I wonder whether director Benoît Jacquot (“A Single Girl”) might have been thinking of that moment in “Jules and Jim” with his latest film, “3 Hearts.” Here, a missed connection is central to the passionate tale we’re watching; its ripples keep expanding through the rest of the movie.
A tax accountant, Marc (Belgian everyman Benoît Poelvoord), shares a single enchanted evening with Sylvie (Charlotte Gainsbourg), after failing to catch the last train back to Paris.
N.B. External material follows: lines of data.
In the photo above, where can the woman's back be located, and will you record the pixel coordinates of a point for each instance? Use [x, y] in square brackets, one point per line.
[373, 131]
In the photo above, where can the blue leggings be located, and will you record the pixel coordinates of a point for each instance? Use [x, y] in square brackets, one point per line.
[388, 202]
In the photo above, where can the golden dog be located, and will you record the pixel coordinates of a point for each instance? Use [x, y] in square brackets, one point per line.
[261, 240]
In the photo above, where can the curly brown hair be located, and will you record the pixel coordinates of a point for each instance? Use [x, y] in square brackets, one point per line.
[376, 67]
They agree to meet in Paris in a week; when they miss connections, they don’t know how to find each other.
It then happens — with fairy-tale logic — that Sylvie goes back to her bewildered boyfriend and moves to America, while Marc meets Sophie (Chiara Mastroianni) and falls for her before he realizes she’s Sylvie’s sister.
The whole thing hinges on chance meetings and charged objects — a cigarette lighter functions like a magic amulet, and also ties in to Marc’s serious heart problems. I liked the story’s reliance on such ancient storytelling tricks — a break from the dull naturalism of most current drama.
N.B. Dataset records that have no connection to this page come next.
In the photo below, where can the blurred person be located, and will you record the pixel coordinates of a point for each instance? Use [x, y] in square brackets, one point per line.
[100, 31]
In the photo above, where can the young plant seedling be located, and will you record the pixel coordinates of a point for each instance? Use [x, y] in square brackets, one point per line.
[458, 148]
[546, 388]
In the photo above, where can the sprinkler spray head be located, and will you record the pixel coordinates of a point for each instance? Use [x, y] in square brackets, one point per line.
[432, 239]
Jacquot is something of a stealth director, a quiet analyst of human behavior whose “Farewell, My Queen” (2012) garnered his first proper U.S. release in a few years. He knows how to stage important moments, from the first time Marc sets eyes on Sylvie in a nondescript small-town cafe to a fatal glance the two share across a kitchen table.
The actors are locked in: It’s especially good to see Gainsbourg — having bravely surrendered herself to the brier patch of Lars von Trier’s recent movies — get to inhabit a rather more normal character in such a subtle way. The main cast is filled out by Catherine Deneuve (Mastroianni’s real-life mother), who gives a lesson about what a movie star can achieve with relatively brief screen time.
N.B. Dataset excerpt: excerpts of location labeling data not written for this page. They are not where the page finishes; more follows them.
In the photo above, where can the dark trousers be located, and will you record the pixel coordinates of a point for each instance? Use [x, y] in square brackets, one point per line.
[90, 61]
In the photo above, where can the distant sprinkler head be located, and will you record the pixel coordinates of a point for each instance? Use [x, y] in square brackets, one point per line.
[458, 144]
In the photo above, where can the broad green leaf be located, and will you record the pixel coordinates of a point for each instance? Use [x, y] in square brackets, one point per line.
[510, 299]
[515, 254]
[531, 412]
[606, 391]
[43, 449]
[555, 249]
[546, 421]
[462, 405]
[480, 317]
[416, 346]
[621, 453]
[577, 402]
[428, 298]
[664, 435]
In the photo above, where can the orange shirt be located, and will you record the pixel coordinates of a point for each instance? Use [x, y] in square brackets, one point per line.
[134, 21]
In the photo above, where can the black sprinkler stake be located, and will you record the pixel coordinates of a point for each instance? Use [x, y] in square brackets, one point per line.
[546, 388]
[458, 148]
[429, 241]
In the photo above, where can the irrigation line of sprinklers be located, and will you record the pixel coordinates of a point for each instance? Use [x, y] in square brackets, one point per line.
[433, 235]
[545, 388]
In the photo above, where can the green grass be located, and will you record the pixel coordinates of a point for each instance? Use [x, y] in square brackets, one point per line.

Like “Jules and Jim,” this film might be mistaken for a romance, rather than a tragedy. But it leaves no doubt that — in French movies, at least — love is a life-or-death matter.
“3 Hearts” (3½ stars)
Benoît Poelvoord unwittingly falls in love with two sisters, Charlotte Gainsbourg and Chiara Mastroianni. Director Benoît Jacquot muses on missed connections. In French, with English subtitles.
Rating: PG-13, for subject matter, nudity
Showing: Seven Gables Theater in Seattle.